Een meesterstuk is, zoover ik weet, nooit gelijkluidend geweest met een stuk volstrekt zonder gebreken; maar het geeft toch doorgaans een beslissend en volledig overzicht van hetgeen een meester in zijn doos heeft. Zou de Amsterdamsche schilderij uit dat oogpunt een meesterstuk zijn? Ik geloof het niet. Zou men met dit doek alleen voor zich, een
| |
| |
degelijke, oordeelkundige studie kunnen schrijven over dit genie van hooge vlucht? zou men zoodoende den waren maatstaf aanleggen? Indien de Nachtwacht verdween, wat zou er dan gebeuren? welke leegte, welke leemte zou er ontstaan? En desgelijks wat zou er gebeuren als deze of gene uitgelezen portretten ons kwamen te ontvallen? Welk verlies zou het meest of het minst den roem van Rembrandt benadeelen en waaronder zou de nakomelingschap redelijkerwijze het meest lijden? Om kort te gaan, kent men Rembrandt volkomen als men hem te Parijs, Londen, Dresden, heeft gezien? en zou men hem volkomen kennen, als men te Amsterdam alleen van hem gezien had de schilderij, die voor zijn meesterstuk doorgaat?
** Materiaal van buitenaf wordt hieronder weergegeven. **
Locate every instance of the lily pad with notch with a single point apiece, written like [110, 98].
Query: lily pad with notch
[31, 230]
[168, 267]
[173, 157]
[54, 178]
Ik verbeeld mij dat het met de Nachtwacht gesteld is als met de Hemelvaart van Titiaan, een voornaam en veelbeteekenend doek, dat niet tot zijn beste schilderijen behoort. Ik verbeeld mij eveneens, alle vergelijking tusschen de verdiensten dier gewrochten daarlatend, dat Veronese onbekend zou zijn gebleven als hij alleen vertegenwoordigd werd door de Schaking van Europa, een zijner beroemdste doeken dat zeer zeker onder zijn minst twijfelachtige bastaardstukken moet gerangschikt worden, een werk, dat verre van een schrede voorwaarts te voorspellen, eer den achteruitgang aankondigt van den schilder en den ondergang van een geheele schilderschool.
Men ziet dat de Nachtwacht het éenig misverstand niet is in de geschiedenis der kunst.